Formal Disciplinary Investigations (#NOPD DI-1)

IMG_1309-0Periodically, I like to take a moment to make sure people are up to speed on the status of formal disciplinary investigations for NOPD and the benefits provided by the FOP Legal Defense Plan.

The federal consent decree entered into by the City of New Orleans and the Dept. of Justice requires that complaint classification be “allegation-based” as opposed to “outcome-based.”  That has been interpreted to mean that whatever the allegation is, even if it is extraordinarily unlikely or impossible, that allegation will be investigated.  While I disagree that the consent decree requires a full, formal investigation into every allegation, the current interpretation results in that conclusion.  The end result is that every complaint, no matter how insignificant, is likely to result in a formal disciplinary investigation.

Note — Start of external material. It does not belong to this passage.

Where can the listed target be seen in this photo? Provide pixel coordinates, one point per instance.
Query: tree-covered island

As most of you are already aware, many of these investigations are being referred to district/division supervisors to investigate.  A few, however, remain with PIB to investigate.  The consent decree requires that allegations involving (1) serious misconduct (including, but not limited to criminal misconduct, unreasonable force, discriminatory policing, false arrest, planting evidence, untruthfulness/false statements, unlawful search, retaliation, sexual misconduct, domestic violence, and theft) and (2) misconduct implicating the conduct of supervisory or command leadership of the subject officer be investigated by PIB (as opposed to district/division supervisors).  the consent decree also allows for district/division Commanders to request that PIB investigate in lieu of a district/division supervisor.  Other than that, the investigation is likely to be conducted by a district/division supervisor.

The NOPD is NOT required to notify an officer of a pending complaint.  It is quite common for officers to learn of a pending complaint when they receive an email from Civil Service about an extension hearing.  Officers should look out for emails from Civil Service in their departmental email.  Officer should request a copy of their “Short Form” from PIB regularly.  DI-1 investigations can interfere with promotions and transfers in addition to potential disciplinary action.

It is common practice for complaint investigators to request an extension under La. R.S. 40:2531(b)(7) and Civil Service Rule IX Sec. 1.4.  This request has to be made within 30 days of initiating the complaint by Civil Service Rules.  The law requires that the investigator show good cause why an extension is needed.  Civil Service holds a hearing to make that determination.  The law (La. R.S. 40:2531) requires that the officer be notified of that hearing so they have an opportunity to respond or oppose the extension.  Civil Service accomplishes this notice by sending an email to the officer’s departmental email address.  Click here to see an example.

The FOP Legal Defense Plan provides for legal representation through all stages of an internal investigation.  If you receive an email from Civil Service regarding an extension hearing, give us a call.  If you receive a call from a PIB supervisor regarding an investigation or statement, give us a call.  If you are notified by a district/division supervisor of the need to make a statement in an investigation or the existence of a complaint, give us a call.  Even if you are absolutely positive that there could not possibly be the remote possibility of misconduct, give us a call.

I say give us a call under any circumstances for the following reasons:

  • Your FOP Legal Defense Plan dues pay for it
  • You may not have violated the policy on professionalism, but you may have forgotten to complete an FIC
  • You may end up sustained on an unrelated violation
  • You may want to utilize the FOP’s Salary Reimbursement Option
  • You may want to appeal

I can say that, generally speaking, it is much more effective and helpful to have representation from the beginning through the end.  From my perspective, it provides much more clarity when it comes time for deciding whether or not to appeal, prosecuting an appeal, etc. if I am involved from the beginning.

I often hear “I hate to call you about this BS” or “I have a disciplinary hearing scheduled on something that I didn’t think was worth calling about.”  It does not matter how insignificant or ridiculous a complaint might be, the FOP Legal Defense Plan will cover your representation.